Mel Cooke, Freelance WriterWith the Edna Manley College of the Visual and Performing Arts in post-'Dean' darkness, the monthly fellowship of the Poetry Society of Jamaica was shifted to the grounds of the nearby Little Theatre, Tom Redcam Avenue, on Tuesday night.
The result was a small gathering at the side of the theatre, some persons perched on the flat tops of round, blue concrete posts while others sat on chairs to form a loose circle from which comment flowed freely throughout the evening.
And, with much fewer persons present than usual, there were multiple poems from a few persons, including Natalie Grant, who started with 'Mechanics' ("only the screws remain now, I watch them screw others"). She did not read her other poems for the night, as others took up the task, but not before Angena Thomas did 'Black Diamond', her talent piece in the recent Miss Jamaica World 2007 contest.
Déjà vu
Daniel Brooks went back to his third-form high-school days with 'Journey', which ended with reference to "blood that would create Starliners out of those same ships and take us back to life", before Kashka read a Natalie Grant poem which spoke of "a smooth intonation, a meeting of tone and tune". Wendy McLean took on a romantic piece from Grant, which took writer and reader "over the rainbow like Dorothy, singing in the rain like Fred Astaire".
It was a double from writer and reader, as 'Déjà Vu' followed, which concluded "these lines I have written them before, the ghost of poems past, déjà vu".

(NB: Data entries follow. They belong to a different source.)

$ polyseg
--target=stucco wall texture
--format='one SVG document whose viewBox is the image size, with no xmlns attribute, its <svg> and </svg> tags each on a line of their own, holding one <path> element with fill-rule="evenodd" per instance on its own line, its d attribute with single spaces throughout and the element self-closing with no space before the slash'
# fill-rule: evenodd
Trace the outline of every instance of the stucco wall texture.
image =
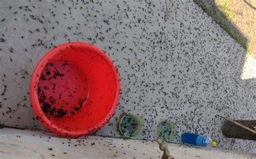
<svg viewBox="0 0 256 159">
<path fill-rule="evenodd" d="M 133 112 L 144 121 L 141 139 L 156 140 L 166 119 L 177 125 L 174 142 L 190 132 L 256 151 L 255 142 L 225 137 L 215 117 L 255 119 L 256 79 L 240 78 L 246 52 L 192 1 L 1 1 L 1 124 L 43 129 L 31 75 L 54 46 L 76 41 L 105 51 L 121 78 L 116 113 L 96 135 L 120 136 L 118 116 Z"/>
</svg>

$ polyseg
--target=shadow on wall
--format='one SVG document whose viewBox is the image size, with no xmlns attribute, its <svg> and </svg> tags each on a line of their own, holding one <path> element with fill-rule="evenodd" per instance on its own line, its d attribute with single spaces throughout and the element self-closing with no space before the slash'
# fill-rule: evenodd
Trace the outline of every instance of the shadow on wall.
<svg viewBox="0 0 256 159">
<path fill-rule="evenodd" d="M 232 19 L 232 13 L 227 9 L 229 3 L 227 1 L 223 1 L 223 9 L 220 10 L 219 7 L 216 5 L 214 1 L 212 0 L 193 0 L 204 11 L 206 12 L 208 16 L 218 23 L 231 37 L 235 40 L 240 45 L 247 51 L 247 44 L 248 40 L 232 22 L 229 19 Z M 244 0 L 244 2 L 250 8 L 256 10 L 256 8 L 253 6 L 248 1 Z M 241 69 L 241 80 L 251 79 L 256 78 L 256 54 L 247 53 L 244 56 L 244 63 Z"/>
</svg>

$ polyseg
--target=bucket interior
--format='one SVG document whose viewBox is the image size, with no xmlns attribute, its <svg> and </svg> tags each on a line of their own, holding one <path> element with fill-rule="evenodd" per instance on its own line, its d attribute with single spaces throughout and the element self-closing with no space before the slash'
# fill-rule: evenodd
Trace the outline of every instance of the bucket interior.
<svg viewBox="0 0 256 159">
<path fill-rule="evenodd" d="M 67 131 L 93 131 L 107 122 L 117 94 L 116 70 L 97 50 L 60 49 L 44 65 L 38 100 L 51 123 Z"/>
</svg>

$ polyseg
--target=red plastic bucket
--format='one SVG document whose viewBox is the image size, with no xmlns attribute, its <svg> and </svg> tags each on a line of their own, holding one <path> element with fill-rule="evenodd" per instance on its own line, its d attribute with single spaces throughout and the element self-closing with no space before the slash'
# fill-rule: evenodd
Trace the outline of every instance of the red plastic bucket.
<svg viewBox="0 0 256 159">
<path fill-rule="evenodd" d="M 61 136 L 95 132 L 113 115 L 120 95 L 116 66 L 99 49 L 70 43 L 48 52 L 30 81 L 30 100 L 38 119 Z"/>
</svg>

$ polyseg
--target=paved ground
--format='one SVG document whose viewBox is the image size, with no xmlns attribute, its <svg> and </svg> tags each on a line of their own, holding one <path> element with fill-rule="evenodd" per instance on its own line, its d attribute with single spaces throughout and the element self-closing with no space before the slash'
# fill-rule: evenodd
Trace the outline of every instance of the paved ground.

Marcel Logan, revisiting the Poetry Society's fellowship after a three-year absence, did a triple in succession, beginning with 'Endless Under', continuing with 'Dazed' ("if this is love, then only oceans drown more") and closing with 'Dragonfly', which observed a visitor seeing Jamaica as a Third-World country.
Racquel's play on words beginning with 'mis' and inter-weaving of 'dictionary' and 'dictation' went over well before Brooks delivered 'Mini Bus', the final poem of the evening, which sparked extensive discussion of the development of dialect and dub poetry before the small gathering broke up.